Hedge fund net vs. gross exposures

I am having a hard time understanding the difference b/w net and gross exposures for long short equity funds.

Mathematically, net exposure is Long Percentage - Short Precentage.

Gross exposure is Long Percentage + Short Percentage.

I read Investopedia and other sources and some sources say that both net and gross exposures measure market risk. Other sources say that net exposure does not measure market risk but only gross exposure does. Which one is correct? Can someone please explain the difference between the two concepts in a simple example please?

Thank you very much

What is difficult to understand here? An individual investor or financial institution may be exposed net long or net short. If he has net position

Long - Short whereas short positions are larger, such investor (HF) is net short exposed or is net long if long positions are larger than short positions.

Gross exposure is nothing else than all long and all short positions in total, thus total long + total short exposure.

By risk management approach if an investor is net short exposed, his portfolio is adversely sensible to market upside movement.

If he is a net long exposed, a portfolio is at risk by market downfall.

Also, hypothetically an investor might have a sterile portfolio, neither net short nor net long with mutually perfectly negatively correlated positions with market risk 0. However, even such portfolio may have residual risks.

What I do not understand is that some people say that “only net exposure measures market risk” and “the lower the net exposure, the lower the market risk”. When why does gross exposure matter? We have to look at both, correct?
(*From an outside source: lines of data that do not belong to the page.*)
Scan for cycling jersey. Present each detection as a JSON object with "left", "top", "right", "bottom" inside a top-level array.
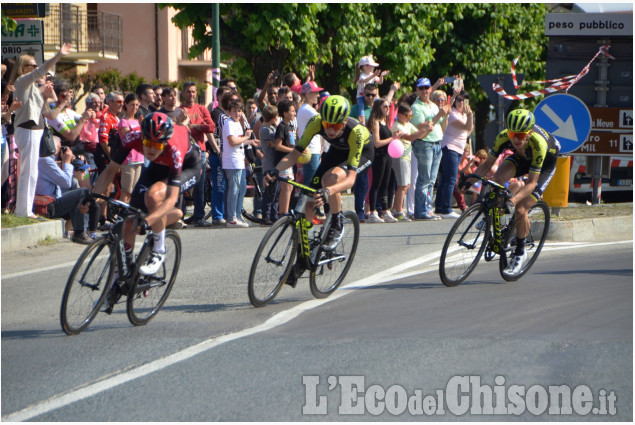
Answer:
[
  {"left": 295, "top": 115, "right": 370, "bottom": 172},
  {"left": 490, "top": 124, "right": 560, "bottom": 174},
  {"left": 111, "top": 124, "right": 198, "bottom": 187}
]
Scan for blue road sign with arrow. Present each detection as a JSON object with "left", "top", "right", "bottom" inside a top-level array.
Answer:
[{"left": 533, "top": 94, "right": 592, "bottom": 154}]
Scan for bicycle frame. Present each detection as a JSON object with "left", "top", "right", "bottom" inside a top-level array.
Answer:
[
  {"left": 93, "top": 195, "right": 151, "bottom": 292},
  {"left": 278, "top": 178, "right": 331, "bottom": 270},
  {"left": 464, "top": 174, "right": 511, "bottom": 258}
]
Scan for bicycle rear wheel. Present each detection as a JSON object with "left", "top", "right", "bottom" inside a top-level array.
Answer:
[
  {"left": 127, "top": 231, "right": 182, "bottom": 325},
  {"left": 60, "top": 238, "right": 115, "bottom": 335},
  {"left": 203, "top": 173, "right": 213, "bottom": 221},
  {"left": 248, "top": 216, "right": 297, "bottom": 307},
  {"left": 500, "top": 200, "right": 550, "bottom": 281},
  {"left": 309, "top": 211, "right": 360, "bottom": 298},
  {"left": 242, "top": 175, "right": 263, "bottom": 224},
  {"left": 439, "top": 203, "right": 489, "bottom": 287}
]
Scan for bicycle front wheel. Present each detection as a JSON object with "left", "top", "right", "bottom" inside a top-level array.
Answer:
[
  {"left": 248, "top": 216, "right": 297, "bottom": 307},
  {"left": 439, "top": 203, "right": 490, "bottom": 287},
  {"left": 60, "top": 238, "right": 115, "bottom": 335},
  {"left": 500, "top": 200, "right": 550, "bottom": 281},
  {"left": 127, "top": 231, "right": 182, "bottom": 325},
  {"left": 309, "top": 211, "right": 360, "bottom": 298}
]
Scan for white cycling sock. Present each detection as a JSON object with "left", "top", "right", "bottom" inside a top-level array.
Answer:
[{"left": 153, "top": 230, "right": 166, "bottom": 254}]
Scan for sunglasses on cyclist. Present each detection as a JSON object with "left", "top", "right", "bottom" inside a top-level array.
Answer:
[
  {"left": 508, "top": 131, "right": 531, "bottom": 139},
  {"left": 142, "top": 138, "right": 166, "bottom": 150},
  {"left": 322, "top": 121, "right": 345, "bottom": 131}
]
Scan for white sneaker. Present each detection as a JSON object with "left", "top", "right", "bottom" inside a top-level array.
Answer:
[
  {"left": 392, "top": 211, "right": 412, "bottom": 222},
  {"left": 139, "top": 251, "right": 166, "bottom": 275},
  {"left": 439, "top": 211, "right": 461, "bottom": 219},
  {"left": 382, "top": 210, "right": 398, "bottom": 223},
  {"left": 504, "top": 252, "right": 527, "bottom": 275},
  {"left": 226, "top": 219, "right": 249, "bottom": 228},
  {"left": 367, "top": 211, "right": 384, "bottom": 223}
]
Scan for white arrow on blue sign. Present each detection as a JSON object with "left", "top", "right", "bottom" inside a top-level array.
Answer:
[{"left": 534, "top": 94, "right": 592, "bottom": 154}]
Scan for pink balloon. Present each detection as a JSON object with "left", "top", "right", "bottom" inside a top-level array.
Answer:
[{"left": 388, "top": 139, "right": 404, "bottom": 158}]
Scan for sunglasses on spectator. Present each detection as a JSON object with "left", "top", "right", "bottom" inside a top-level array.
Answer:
[
  {"left": 142, "top": 139, "right": 166, "bottom": 150},
  {"left": 400, "top": 113, "right": 413, "bottom": 118},
  {"left": 417, "top": 86, "right": 431, "bottom": 90},
  {"left": 113, "top": 100, "right": 124, "bottom": 104},
  {"left": 322, "top": 121, "right": 345, "bottom": 131},
  {"left": 508, "top": 131, "right": 531, "bottom": 139},
  {"left": 25, "top": 63, "right": 38, "bottom": 68},
  {"left": 365, "top": 92, "right": 378, "bottom": 98}
]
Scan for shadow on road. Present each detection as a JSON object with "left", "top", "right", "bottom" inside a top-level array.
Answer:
[{"left": 535, "top": 268, "right": 632, "bottom": 277}]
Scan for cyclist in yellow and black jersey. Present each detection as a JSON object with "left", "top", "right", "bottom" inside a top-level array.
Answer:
[
  {"left": 265, "top": 95, "right": 373, "bottom": 250},
  {"left": 464, "top": 109, "right": 560, "bottom": 275}
]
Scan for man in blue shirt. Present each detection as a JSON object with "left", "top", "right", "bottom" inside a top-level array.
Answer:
[{"left": 36, "top": 140, "right": 99, "bottom": 244}]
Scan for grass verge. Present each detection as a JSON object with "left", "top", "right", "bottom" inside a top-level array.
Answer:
[{"left": 1, "top": 213, "right": 45, "bottom": 229}]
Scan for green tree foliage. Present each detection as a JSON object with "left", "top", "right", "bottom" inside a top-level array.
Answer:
[
  {"left": 164, "top": 3, "right": 548, "bottom": 145},
  {"left": 61, "top": 69, "right": 203, "bottom": 106},
  {"left": 1, "top": 14, "right": 17, "bottom": 33}
]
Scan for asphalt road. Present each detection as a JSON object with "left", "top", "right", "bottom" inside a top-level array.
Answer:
[{"left": 1, "top": 221, "right": 632, "bottom": 421}]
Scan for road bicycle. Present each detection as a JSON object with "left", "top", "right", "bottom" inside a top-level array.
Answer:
[
  {"left": 182, "top": 170, "right": 213, "bottom": 222},
  {"left": 439, "top": 174, "right": 550, "bottom": 286},
  {"left": 247, "top": 178, "right": 360, "bottom": 307},
  {"left": 60, "top": 194, "right": 182, "bottom": 335},
  {"left": 242, "top": 157, "right": 264, "bottom": 225}
]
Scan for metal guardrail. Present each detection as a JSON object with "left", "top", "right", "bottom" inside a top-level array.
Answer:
[{"left": 43, "top": 4, "right": 121, "bottom": 57}]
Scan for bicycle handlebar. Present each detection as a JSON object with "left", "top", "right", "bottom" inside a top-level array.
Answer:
[
  {"left": 461, "top": 174, "right": 508, "bottom": 192},
  {"left": 90, "top": 193, "right": 146, "bottom": 218},
  {"left": 274, "top": 176, "right": 318, "bottom": 195}
]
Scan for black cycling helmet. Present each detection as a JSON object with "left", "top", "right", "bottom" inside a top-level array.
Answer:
[
  {"left": 506, "top": 109, "right": 535, "bottom": 133},
  {"left": 320, "top": 95, "right": 350, "bottom": 124},
  {"left": 141, "top": 112, "right": 173, "bottom": 143}
]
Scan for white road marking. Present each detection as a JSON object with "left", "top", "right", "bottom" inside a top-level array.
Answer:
[
  {"left": 2, "top": 240, "right": 632, "bottom": 421},
  {"left": 2, "top": 242, "right": 145, "bottom": 280}
]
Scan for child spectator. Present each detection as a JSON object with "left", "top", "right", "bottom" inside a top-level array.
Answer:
[
  {"left": 273, "top": 99, "right": 296, "bottom": 215},
  {"left": 258, "top": 105, "right": 280, "bottom": 225},
  {"left": 355, "top": 55, "right": 388, "bottom": 125},
  {"left": 390, "top": 103, "right": 429, "bottom": 221},
  {"left": 222, "top": 99, "right": 260, "bottom": 228}
]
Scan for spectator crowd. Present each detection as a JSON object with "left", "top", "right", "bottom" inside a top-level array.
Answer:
[{"left": 2, "top": 48, "right": 488, "bottom": 245}]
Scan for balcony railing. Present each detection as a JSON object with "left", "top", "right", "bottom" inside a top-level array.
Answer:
[{"left": 44, "top": 5, "right": 122, "bottom": 58}]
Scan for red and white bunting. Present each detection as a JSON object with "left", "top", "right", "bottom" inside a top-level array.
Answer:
[{"left": 493, "top": 45, "right": 615, "bottom": 100}]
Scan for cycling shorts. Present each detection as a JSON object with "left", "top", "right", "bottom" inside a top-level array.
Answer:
[
  {"left": 130, "top": 148, "right": 202, "bottom": 213},
  {"left": 504, "top": 153, "right": 557, "bottom": 201},
  {"left": 308, "top": 142, "right": 374, "bottom": 189}
]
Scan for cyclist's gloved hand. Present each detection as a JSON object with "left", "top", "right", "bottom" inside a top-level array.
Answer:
[
  {"left": 314, "top": 188, "right": 330, "bottom": 205},
  {"left": 264, "top": 169, "right": 279, "bottom": 186},
  {"left": 504, "top": 199, "right": 515, "bottom": 215},
  {"left": 138, "top": 218, "right": 150, "bottom": 235},
  {"left": 458, "top": 175, "right": 472, "bottom": 191}
]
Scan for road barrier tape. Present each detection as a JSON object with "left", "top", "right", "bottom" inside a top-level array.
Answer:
[{"left": 493, "top": 45, "right": 615, "bottom": 100}]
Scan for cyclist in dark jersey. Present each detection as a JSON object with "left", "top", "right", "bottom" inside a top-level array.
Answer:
[
  {"left": 92, "top": 112, "right": 202, "bottom": 275},
  {"left": 265, "top": 95, "right": 373, "bottom": 250},
  {"left": 464, "top": 109, "right": 560, "bottom": 275}
]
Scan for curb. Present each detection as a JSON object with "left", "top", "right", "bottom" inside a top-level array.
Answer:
[
  {"left": 1, "top": 219, "right": 65, "bottom": 254},
  {"left": 548, "top": 215, "right": 633, "bottom": 242},
  {"left": 1, "top": 207, "right": 631, "bottom": 253}
]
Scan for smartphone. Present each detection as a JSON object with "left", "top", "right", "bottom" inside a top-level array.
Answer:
[
  {"left": 444, "top": 76, "right": 456, "bottom": 84},
  {"left": 272, "top": 70, "right": 280, "bottom": 79},
  {"left": 464, "top": 98, "right": 469, "bottom": 107}
]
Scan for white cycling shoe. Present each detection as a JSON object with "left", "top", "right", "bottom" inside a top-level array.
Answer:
[
  {"left": 140, "top": 251, "right": 166, "bottom": 276},
  {"left": 504, "top": 252, "right": 527, "bottom": 275}
]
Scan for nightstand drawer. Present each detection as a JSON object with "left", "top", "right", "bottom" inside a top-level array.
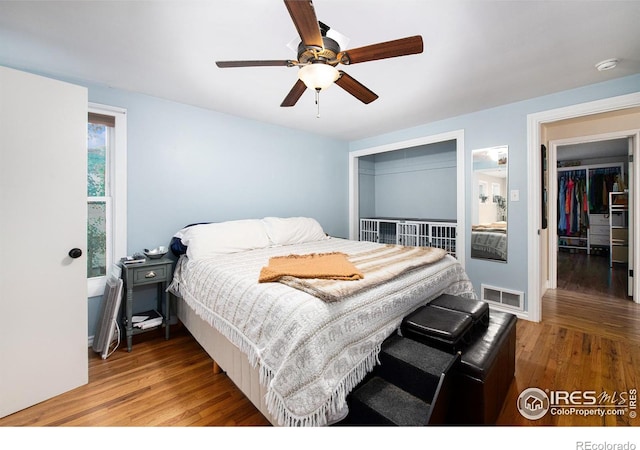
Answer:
[{"left": 131, "top": 265, "right": 170, "bottom": 285}]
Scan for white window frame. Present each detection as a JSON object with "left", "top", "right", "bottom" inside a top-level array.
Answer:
[{"left": 87, "top": 102, "right": 127, "bottom": 298}]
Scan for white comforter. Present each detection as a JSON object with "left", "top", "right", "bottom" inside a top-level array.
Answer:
[{"left": 169, "top": 237, "right": 476, "bottom": 426}]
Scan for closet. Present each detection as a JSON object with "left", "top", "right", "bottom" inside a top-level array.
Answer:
[
  {"left": 557, "top": 163, "right": 624, "bottom": 255},
  {"left": 357, "top": 140, "right": 458, "bottom": 255},
  {"left": 553, "top": 135, "right": 632, "bottom": 301}
]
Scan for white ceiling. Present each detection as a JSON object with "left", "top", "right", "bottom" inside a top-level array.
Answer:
[{"left": 1, "top": 1, "right": 639, "bottom": 141}]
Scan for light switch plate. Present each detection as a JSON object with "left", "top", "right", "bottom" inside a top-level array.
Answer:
[{"left": 510, "top": 190, "right": 520, "bottom": 201}]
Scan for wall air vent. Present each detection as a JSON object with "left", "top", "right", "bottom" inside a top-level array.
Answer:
[{"left": 481, "top": 284, "right": 524, "bottom": 311}]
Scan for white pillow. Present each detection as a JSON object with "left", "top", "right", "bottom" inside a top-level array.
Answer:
[
  {"left": 181, "top": 219, "right": 270, "bottom": 260},
  {"left": 262, "top": 217, "right": 328, "bottom": 246}
]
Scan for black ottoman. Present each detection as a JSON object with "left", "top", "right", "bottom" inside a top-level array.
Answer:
[
  {"left": 429, "top": 294, "right": 489, "bottom": 332},
  {"left": 448, "top": 310, "right": 517, "bottom": 424},
  {"left": 401, "top": 305, "right": 474, "bottom": 353}
]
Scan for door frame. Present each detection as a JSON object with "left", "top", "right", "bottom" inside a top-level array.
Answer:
[
  {"left": 527, "top": 92, "right": 640, "bottom": 322},
  {"left": 547, "top": 131, "right": 638, "bottom": 294}
]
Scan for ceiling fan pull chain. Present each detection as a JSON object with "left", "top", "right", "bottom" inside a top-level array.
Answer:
[{"left": 315, "top": 88, "right": 321, "bottom": 118}]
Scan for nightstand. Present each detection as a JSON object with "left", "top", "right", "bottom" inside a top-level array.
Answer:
[{"left": 120, "top": 258, "right": 173, "bottom": 352}]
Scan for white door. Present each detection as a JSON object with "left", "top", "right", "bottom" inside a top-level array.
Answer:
[{"left": 0, "top": 66, "right": 88, "bottom": 417}]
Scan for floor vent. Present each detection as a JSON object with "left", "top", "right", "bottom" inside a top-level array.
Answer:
[{"left": 481, "top": 284, "right": 524, "bottom": 311}]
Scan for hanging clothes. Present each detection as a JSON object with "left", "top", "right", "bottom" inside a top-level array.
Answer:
[
  {"left": 558, "top": 165, "right": 622, "bottom": 248},
  {"left": 558, "top": 175, "right": 567, "bottom": 234},
  {"left": 581, "top": 178, "right": 589, "bottom": 229},
  {"left": 557, "top": 169, "right": 588, "bottom": 237},
  {"left": 566, "top": 176, "right": 575, "bottom": 233},
  {"left": 589, "top": 167, "right": 622, "bottom": 213}
]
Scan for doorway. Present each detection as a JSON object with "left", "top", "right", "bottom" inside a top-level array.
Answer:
[
  {"left": 546, "top": 128, "right": 639, "bottom": 305},
  {"left": 550, "top": 137, "right": 632, "bottom": 300},
  {"left": 527, "top": 93, "right": 640, "bottom": 323}
]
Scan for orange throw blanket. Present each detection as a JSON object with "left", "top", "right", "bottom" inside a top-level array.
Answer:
[{"left": 259, "top": 252, "right": 364, "bottom": 283}]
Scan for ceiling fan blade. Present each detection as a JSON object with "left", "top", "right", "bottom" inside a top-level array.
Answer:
[
  {"left": 338, "top": 35, "right": 423, "bottom": 65},
  {"left": 216, "top": 60, "right": 295, "bottom": 68},
  {"left": 281, "top": 79, "right": 307, "bottom": 107},
  {"left": 284, "top": 0, "right": 323, "bottom": 49},
  {"left": 335, "top": 71, "right": 378, "bottom": 104}
]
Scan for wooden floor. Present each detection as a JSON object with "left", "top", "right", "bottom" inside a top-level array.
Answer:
[
  {"left": 1, "top": 260, "right": 639, "bottom": 427},
  {"left": 556, "top": 249, "right": 629, "bottom": 299},
  {"left": 0, "top": 325, "right": 270, "bottom": 427},
  {"left": 497, "top": 250, "right": 639, "bottom": 426}
]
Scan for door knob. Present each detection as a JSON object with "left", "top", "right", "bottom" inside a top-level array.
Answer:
[{"left": 68, "top": 248, "right": 82, "bottom": 259}]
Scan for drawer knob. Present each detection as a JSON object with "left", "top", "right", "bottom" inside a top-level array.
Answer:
[{"left": 145, "top": 271, "right": 156, "bottom": 279}]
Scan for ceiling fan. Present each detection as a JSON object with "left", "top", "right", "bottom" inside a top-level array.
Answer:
[{"left": 215, "top": 0, "right": 423, "bottom": 110}]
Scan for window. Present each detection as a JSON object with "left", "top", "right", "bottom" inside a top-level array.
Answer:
[
  {"left": 478, "top": 180, "right": 488, "bottom": 203},
  {"left": 87, "top": 103, "right": 127, "bottom": 297}
]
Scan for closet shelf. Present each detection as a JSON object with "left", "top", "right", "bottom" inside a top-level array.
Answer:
[{"left": 609, "top": 192, "right": 629, "bottom": 267}]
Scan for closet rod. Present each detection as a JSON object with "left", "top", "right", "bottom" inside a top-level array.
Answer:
[{"left": 557, "top": 162, "right": 624, "bottom": 173}]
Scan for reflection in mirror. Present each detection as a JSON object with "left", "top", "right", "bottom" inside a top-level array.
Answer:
[{"left": 471, "top": 146, "right": 508, "bottom": 262}]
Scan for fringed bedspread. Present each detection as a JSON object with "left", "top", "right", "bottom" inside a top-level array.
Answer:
[
  {"left": 169, "top": 237, "right": 476, "bottom": 426},
  {"left": 272, "top": 245, "right": 448, "bottom": 303}
]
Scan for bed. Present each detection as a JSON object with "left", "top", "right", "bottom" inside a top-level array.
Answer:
[
  {"left": 167, "top": 217, "right": 476, "bottom": 426},
  {"left": 470, "top": 222, "right": 507, "bottom": 261}
]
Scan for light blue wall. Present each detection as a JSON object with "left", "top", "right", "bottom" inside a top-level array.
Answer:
[
  {"left": 359, "top": 140, "right": 457, "bottom": 220},
  {"left": 85, "top": 84, "right": 350, "bottom": 245},
  {"left": 350, "top": 74, "right": 640, "bottom": 313},
  {"left": 77, "top": 82, "right": 350, "bottom": 337},
  {"left": 358, "top": 158, "right": 376, "bottom": 219}
]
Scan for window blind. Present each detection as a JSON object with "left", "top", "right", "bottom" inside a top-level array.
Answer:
[{"left": 88, "top": 112, "right": 115, "bottom": 127}]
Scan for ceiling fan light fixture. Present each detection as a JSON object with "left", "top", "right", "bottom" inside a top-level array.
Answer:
[{"left": 298, "top": 63, "right": 339, "bottom": 90}]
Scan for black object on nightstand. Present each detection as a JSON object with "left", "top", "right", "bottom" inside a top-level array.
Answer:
[{"left": 120, "top": 257, "right": 173, "bottom": 352}]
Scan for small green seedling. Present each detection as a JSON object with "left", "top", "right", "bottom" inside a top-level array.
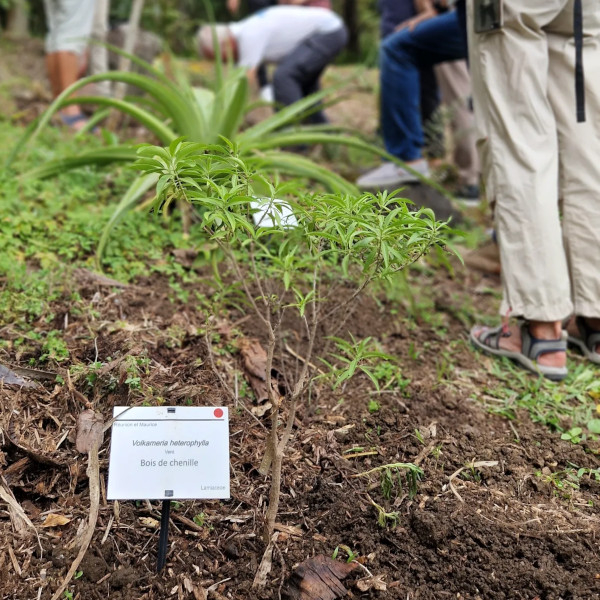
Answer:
[
  {"left": 414, "top": 428, "right": 425, "bottom": 444},
  {"left": 321, "top": 335, "right": 396, "bottom": 392},
  {"left": 560, "top": 427, "right": 583, "bottom": 444},
  {"left": 332, "top": 544, "right": 358, "bottom": 563},
  {"left": 193, "top": 512, "right": 213, "bottom": 530},
  {"left": 371, "top": 500, "right": 400, "bottom": 528},
  {"left": 367, "top": 399, "right": 380, "bottom": 413},
  {"left": 587, "top": 419, "right": 600, "bottom": 435},
  {"left": 355, "top": 462, "right": 423, "bottom": 500},
  {"left": 343, "top": 446, "right": 365, "bottom": 454}
]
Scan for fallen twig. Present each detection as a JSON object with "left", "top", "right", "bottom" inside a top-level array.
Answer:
[
  {"left": 51, "top": 412, "right": 103, "bottom": 600},
  {"left": 252, "top": 533, "right": 278, "bottom": 588},
  {"left": 284, "top": 344, "right": 324, "bottom": 374},
  {"left": 0, "top": 476, "right": 42, "bottom": 553}
]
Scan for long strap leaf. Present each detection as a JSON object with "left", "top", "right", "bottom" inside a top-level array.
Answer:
[
  {"left": 212, "top": 75, "right": 249, "bottom": 141},
  {"left": 97, "top": 172, "right": 159, "bottom": 261},
  {"left": 238, "top": 81, "right": 347, "bottom": 144},
  {"left": 248, "top": 151, "right": 358, "bottom": 195},
  {"left": 22, "top": 72, "right": 199, "bottom": 154},
  {"left": 253, "top": 133, "right": 454, "bottom": 200},
  {"left": 88, "top": 39, "right": 171, "bottom": 86},
  {"left": 60, "top": 96, "right": 176, "bottom": 143},
  {"left": 21, "top": 146, "right": 138, "bottom": 180}
]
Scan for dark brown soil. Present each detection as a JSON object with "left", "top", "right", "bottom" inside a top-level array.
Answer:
[{"left": 2, "top": 260, "right": 600, "bottom": 600}]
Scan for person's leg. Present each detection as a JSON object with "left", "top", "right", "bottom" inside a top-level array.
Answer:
[
  {"left": 273, "top": 27, "right": 348, "bottom": 120},
  {"left": 468, "top": 0, "right": 568, "bottom": 372},
  {"left": 357, "top": 10, "right": 467, "bottom": 189},
  {"left": 435, "top": 60, "right": 480, "bottom": 188},
  {"left": 301, "top": 78, "right": 327, "bottom": 125},
  {"left": 248, "top": 0, "right": 276, "bottom": 90},
  {"left": 547, "top": 1, "right": 600, "bottom": 353},
  {"left": 88, "top": 0, "right": 111, "bottom": 96},
  {"left": 43, "top": 0, "right": 61, "bottom": 97},
  {"left": 44, "top": 0, "right": 95, "bottom": 128},
  {"left": 419, "top": 66, "right": 444, "bottom": 160},
  {"left": 380, "top": 10, "right": 466, "bottom": 162}
]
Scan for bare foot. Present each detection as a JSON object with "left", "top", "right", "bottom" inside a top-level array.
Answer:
[
  {"left": 58, "top": 110, "right": 89, "bottom": 132},
  {"left": 472, "top": 321, "right": 566, "bottom": 369}
]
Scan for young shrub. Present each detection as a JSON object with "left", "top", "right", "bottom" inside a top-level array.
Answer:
[{"left": 133, "top": 138, "right": 451, "bottom": 544}]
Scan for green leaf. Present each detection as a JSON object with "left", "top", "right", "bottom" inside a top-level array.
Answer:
[
  {"left": 239, "top": 83, "right": 347, "bottom": 144},
  {"left": 96, "top": 173, "right": 159, "bottom": 261},
  {"left": 22, "top": 146, "right": 138, "bottom": 180},
  {"left": 249, "top": 151, "right": 358, "bottom": 194},
  {"left": 59, "top": 96, "right": 177, "bottom": 143},
  {"left": 587, "top": 419, "right": 600, "bottom": 434}
]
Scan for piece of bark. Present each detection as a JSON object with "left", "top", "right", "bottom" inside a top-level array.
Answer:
[
  {"left": 281, "top": 556, "right": 357, "bottom": 600},
  {"left": 2, "top": 363, "right": 56, "bottom": 382},
  {"left": 274, "top": 523, "right": 304, "bottom": 538},
  {"left": 0, "top": 364, "right": 37, "bottom": 388},
  {"left": 50, "top": 438, "right": 101, "bottom": 600},
  {"left": 355, "top": 574, "right": 387, "bottom": 592},
  {"left": 252, "top": 534, "right": 276, "bottom": 588},
  {"left": 0, "top": 478, "right": 42, "bottom": 557},
  {"left": 3, "top": 457, "right": 31, "bottom": 483},
  {"left": 76, "top": 410, "right": 104, "bottom": 454}
]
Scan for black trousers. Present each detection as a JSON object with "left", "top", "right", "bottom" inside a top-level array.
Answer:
[
  {"left": 273, "top": 27, "right": 348, "bottom": 124},
  {"left": 247, "top": 0, "right": 275, "bottom": 11}
]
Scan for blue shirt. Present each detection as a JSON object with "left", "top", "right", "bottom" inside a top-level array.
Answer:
[{"left": 378, "top": 0, "right": 416, "bottom": 38}]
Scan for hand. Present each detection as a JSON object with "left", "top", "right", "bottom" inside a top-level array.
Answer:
[
  {"left": 227, "top": 0, "right": 240, "bottom": 14},
  {"left": 394, "top": 10, "right": 436, "bottom": 32}
]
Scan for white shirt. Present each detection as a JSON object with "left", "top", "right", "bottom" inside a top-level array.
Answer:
[{"left": 229, "top": 6, "right": 343, "bottom": 69}]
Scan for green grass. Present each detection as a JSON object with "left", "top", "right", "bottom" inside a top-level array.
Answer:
[
  {"left": 476, "top": 356, "right": 600, "bottom": 445},
  {"left": 0, "top": 122, "right": 210, "bottom": 336}
]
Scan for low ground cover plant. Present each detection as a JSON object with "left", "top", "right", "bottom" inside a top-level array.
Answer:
[
  {"left": 10, "top": 46, "right": 409, "bottom": 260},
  {"left": 132, "top": 138, "right": 452, "bottom": 543}
]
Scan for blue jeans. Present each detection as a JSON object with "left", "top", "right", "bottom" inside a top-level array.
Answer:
[{"left": 380, "top": 10, "right": 467, "bottom": 161}]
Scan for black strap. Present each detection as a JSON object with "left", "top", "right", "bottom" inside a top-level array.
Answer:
[
  {"left": 520, "top": 323, "right": 567, "bottom": 360},
  {"left": 574, "top": 0, "right": 586, "bottom": 122}
]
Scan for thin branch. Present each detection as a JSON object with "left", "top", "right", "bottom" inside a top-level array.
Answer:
[
  {"left": 218, "top": 241, "right": 270, "bottom": 329},
  {"left": 322, "top": 275, "right": 373, "bottom": 321},
  {"left": 249, "top": 241, "right": 269, "bottom": 311}
]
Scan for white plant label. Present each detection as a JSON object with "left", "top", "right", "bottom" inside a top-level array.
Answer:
[
  {"left": 250, "top": 198, "right": 298, "bottom": 228},
  {"left": 107, "top": 406, "right": 230, "bottom": 500}
]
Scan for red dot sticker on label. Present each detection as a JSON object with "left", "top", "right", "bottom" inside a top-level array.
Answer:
[{"left": 214, "top": 408, "right": 223, "bottom": 418}]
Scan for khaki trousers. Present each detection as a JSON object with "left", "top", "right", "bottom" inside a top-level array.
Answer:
[{"left": 467, "top": 0, "right": 600, "bottom": 321}]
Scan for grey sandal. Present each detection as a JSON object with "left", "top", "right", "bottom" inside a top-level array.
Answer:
[
  {"left": 567, "top": 316, "right": 600, "bottom": 365},
  {"left": 470, "top": 322, "right": 568, "bottom": 381}
]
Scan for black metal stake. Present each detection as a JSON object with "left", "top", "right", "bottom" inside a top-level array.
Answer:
[{"left": 157, "top": 499, "right": 171, "bottom": 572}]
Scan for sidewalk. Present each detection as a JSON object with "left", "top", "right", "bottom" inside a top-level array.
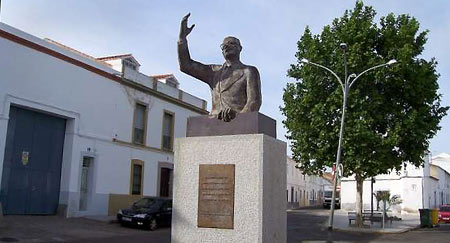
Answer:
[
  {"left": 83, "top": 215, "right": 118, "bottom": 224},
  {"left": 331, "top": 210, "right": 420, "bottom": 233}
]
People say that “gross exposure measures leverage and you have too look at both”. I want some sort of numerical examples to fully understand the difference b/w the two.

Could you please confirm if my understanding this correct?

  1. The higher the net exposure, the higher the market risk is, assuming that funds have the same gross exposure.

Example: Fund A has 70% long, 20% short, so its net exposure is 50% and gross exposure is 90%. Fund B has 90% long, 0% short, so its net exposure if 90% and gross exposure is 90%.

In this case, Fund B has more risk than Fund A because of its higher net exposure (given same gross exposures).

  1. The higher the gross exposure, the higher the market risk, assuming that funds have the same net exposure.

Example: Fund A has 70% long, 20% short, so its net exposure is 50% and gross exposure is 90%. Fund B has 115% long, 65% short, so its net exposure if 50% and gross exposure is 180%.

In this case, Fund B has more risk than Fund A because of its higher gross exposure (given same net exposures).

Well. At first there might be not lower market risk with lower net exposure. Eg. Fund 1 and Fund 2 have same net exposure but fund 1 is largely exposed to some specific risk like small cap stock while Fund 2 is exposed mostly to Large cap stocks.

Gross exposure matters as a measure of totally exposure and might be used as a leverage measure.

E.g. Fund has 110% total exposure (Long 60 % and short 50 %) meaning that it uses leverage.

Might not be. See the example above. Such conclusion may be only if two comparable funds have different weights allocated in exactly same assets.

These 2 Funds exactly have different risks and Fund A uses leverage. In addition Short-Long HFs usually have more than 100 % percent total exposure since they’re using leverage as explained above.

I’d say Fund B has more risk because is more leveraged.

Gross exposure matters when the offsetting exposures might not be 100% subject to the same conditions. Let’s say you are long $1 million of exposure in something with one counterparty, and short $1 million of the same thing with another counterparty, and the positions are not fully collateralized. One or both counterparties might default, so you should keep track of the net exposure.